McKenney published an official record of his expedition, Sketches of a Tour to the Lakes... (1827); it contained 29 engraved or illustrated images. Although Lewis is not credited on any of the plates, the majority of images appear to be by him: his work has been identified by both the many references to it in the text and by analysis of the style of these images.

During the 1827 trip which Lewis and Cass took to Lake Michigan to negotiate with the Winnebago and Chippewa tribes, the artist sketched 25 portraits at the treaty meetings at Prairie du Chien.

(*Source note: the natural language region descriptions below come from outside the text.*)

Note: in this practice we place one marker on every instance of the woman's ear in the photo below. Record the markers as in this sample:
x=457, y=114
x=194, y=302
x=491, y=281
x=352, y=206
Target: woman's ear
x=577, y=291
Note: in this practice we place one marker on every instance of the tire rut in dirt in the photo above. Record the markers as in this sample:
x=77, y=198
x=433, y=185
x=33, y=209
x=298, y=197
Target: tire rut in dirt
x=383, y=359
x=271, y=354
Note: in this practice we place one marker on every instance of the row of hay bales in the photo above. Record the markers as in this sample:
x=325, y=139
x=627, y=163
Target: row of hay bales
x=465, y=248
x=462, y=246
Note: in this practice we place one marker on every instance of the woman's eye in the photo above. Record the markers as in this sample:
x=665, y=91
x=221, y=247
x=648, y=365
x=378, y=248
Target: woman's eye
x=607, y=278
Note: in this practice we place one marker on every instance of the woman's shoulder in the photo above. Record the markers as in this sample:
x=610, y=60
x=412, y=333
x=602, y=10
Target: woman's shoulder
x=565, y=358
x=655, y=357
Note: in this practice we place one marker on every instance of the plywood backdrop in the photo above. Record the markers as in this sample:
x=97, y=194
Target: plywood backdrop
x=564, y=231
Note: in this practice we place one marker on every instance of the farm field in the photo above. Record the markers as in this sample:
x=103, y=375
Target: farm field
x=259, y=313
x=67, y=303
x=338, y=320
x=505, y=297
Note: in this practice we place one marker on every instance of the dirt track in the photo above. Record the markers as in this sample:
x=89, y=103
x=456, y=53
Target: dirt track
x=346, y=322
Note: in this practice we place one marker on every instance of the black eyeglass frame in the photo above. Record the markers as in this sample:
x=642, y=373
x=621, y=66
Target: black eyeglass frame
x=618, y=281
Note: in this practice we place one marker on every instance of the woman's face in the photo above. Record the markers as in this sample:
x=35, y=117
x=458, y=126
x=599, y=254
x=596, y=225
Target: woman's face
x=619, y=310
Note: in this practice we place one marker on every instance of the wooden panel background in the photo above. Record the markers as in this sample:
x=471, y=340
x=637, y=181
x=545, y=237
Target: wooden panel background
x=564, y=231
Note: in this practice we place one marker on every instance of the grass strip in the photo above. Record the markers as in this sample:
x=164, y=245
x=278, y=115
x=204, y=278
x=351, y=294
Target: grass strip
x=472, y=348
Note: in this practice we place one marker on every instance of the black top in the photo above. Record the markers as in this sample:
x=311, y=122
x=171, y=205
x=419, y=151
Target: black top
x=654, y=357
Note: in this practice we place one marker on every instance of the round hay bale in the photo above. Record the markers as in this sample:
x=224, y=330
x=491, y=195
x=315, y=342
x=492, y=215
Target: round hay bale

Of the 80 plates published in his final Aboriginal Port Folia (1835-1836), 9 were sketched at Fort Wayne (fort), in present-day Indiana; 13 at Green Bay, Wisconsin; 12 at Fond du Lac, 12 from "Massinnewa" (from the 1826 expedition), and the remaining 3 at unidentified locations.

Lewis later returned to the East, publishing a book of his works in Philadelphia in 1835-1836. He died in New York City on November 2, 1858.

==Major published works==

Based on his drawings and paintings of treaty ceremonies between 1825 and 1828, Lewis published a collection, The Aboriginal Port Folio, in Philadelphia between 1835 and 1836. Lewis also contributed portraits to the History of the Indian Tribes of North America collection, prepared by Thomas L. McKenney's office, and published from 1823 to 1834. Although Lewis was not officially specifically credited for images in McKenney's Sketches of a Tour to the Lakes... (1827), the majority of the plates are believed to be his.

==Legacy==

Lewis's works are held in the collection of the Smithsonian American Art Museum.